McCullers - Complete Novels
When The Heart Is a Lonely Hunter was published in 1940, Carson McCullers was instantly recognized as one of the most promising writers of her generation. The novels that followed established her as a master of Southern Gothic. This Library of America volume collects McCullers's complete novels for the first time in a single-volume edition that reveals the power and breadth of her haunting vision.

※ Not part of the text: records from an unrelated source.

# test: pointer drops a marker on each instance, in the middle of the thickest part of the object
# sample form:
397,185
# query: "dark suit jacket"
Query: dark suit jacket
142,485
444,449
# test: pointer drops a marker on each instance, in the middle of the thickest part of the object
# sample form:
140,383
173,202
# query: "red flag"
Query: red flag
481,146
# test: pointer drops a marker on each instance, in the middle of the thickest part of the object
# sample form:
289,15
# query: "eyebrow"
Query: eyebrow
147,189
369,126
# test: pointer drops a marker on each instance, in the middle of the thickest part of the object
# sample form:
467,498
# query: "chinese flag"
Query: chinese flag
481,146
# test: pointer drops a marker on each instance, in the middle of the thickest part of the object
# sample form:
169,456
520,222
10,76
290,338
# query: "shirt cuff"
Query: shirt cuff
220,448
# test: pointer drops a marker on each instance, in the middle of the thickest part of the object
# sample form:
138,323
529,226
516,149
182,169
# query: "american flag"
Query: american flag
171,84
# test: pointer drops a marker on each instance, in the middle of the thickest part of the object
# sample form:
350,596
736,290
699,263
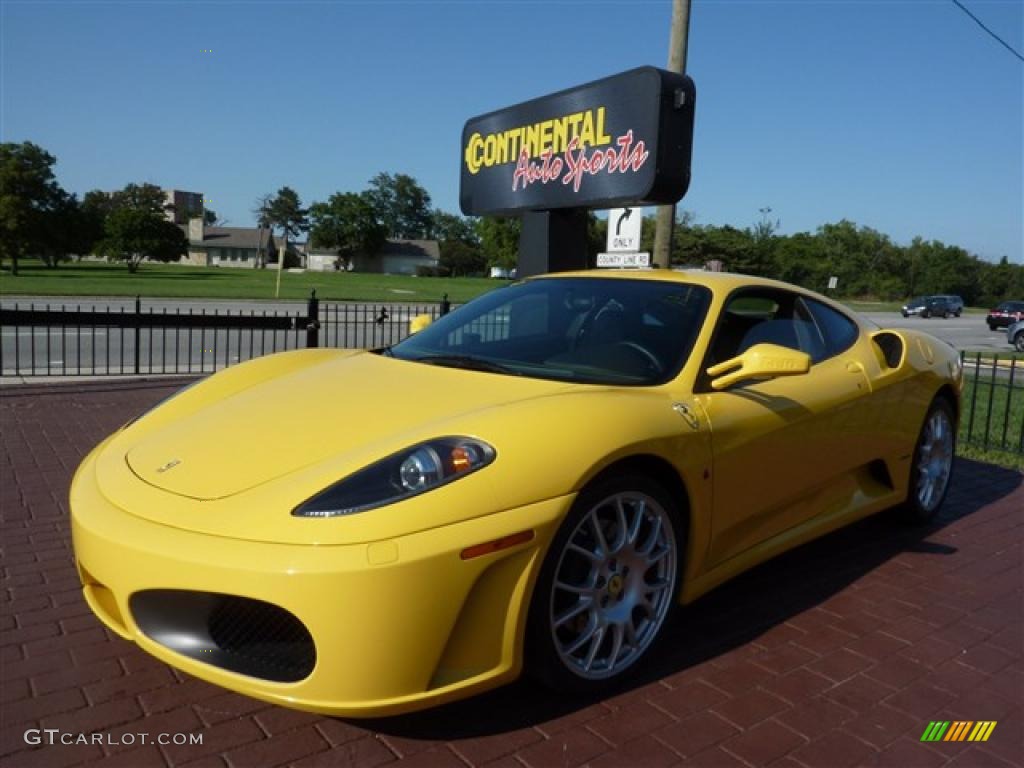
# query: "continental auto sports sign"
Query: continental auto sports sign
623,139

"McCullers's gift," writes Joyce Carol Oates, "was to evoke, through an accumulation of images and musically repeated phrases, the singularity of experience, not to pass judgment on it." McCullers effortlessly conveyed the raw anguish of her characters and the weird beauty of their perceptions. Set in small Georgia towns that are at once precisely observed and mythically resonant, McCullers's novels explore the strange, sometimes grotesque inner lives of characters who are often marginal and misunderstood. Above all, McCullers possessed an unmatched ability to capture the bewilderment and fragile wonder of adolescence.
In The Heart Is a Lonely Hunter (1940), one of the most extraordinary debuts in modern American literature, an enigmatic deaf-mute draws out the haunted confessions of an itinerant worker, a young girl, a doctor, and a widowed owner of a small-town café. The disfiguring violence of desire is explored with shocking intensity in two shorter works, Reflections in a Golden Eye (1941) and The Ballad of the Sad Café (1943).
The Member of the Wedding (1946), thought by many to be McCullers's masterpiece, hauntingly depicts a young girl's fascination with her brother's wedding. In 13-year-old Frankie Addams, confused, easily wounded, yet determined to survive, McCullers created her most indelible protagonist. Clock Without Hands (1960), her final novel, was completed against great odds in the midst of tremendous physical suffering. Set against the background of court-ordered school integration, it contains some of McCullers's most forceful social criticism.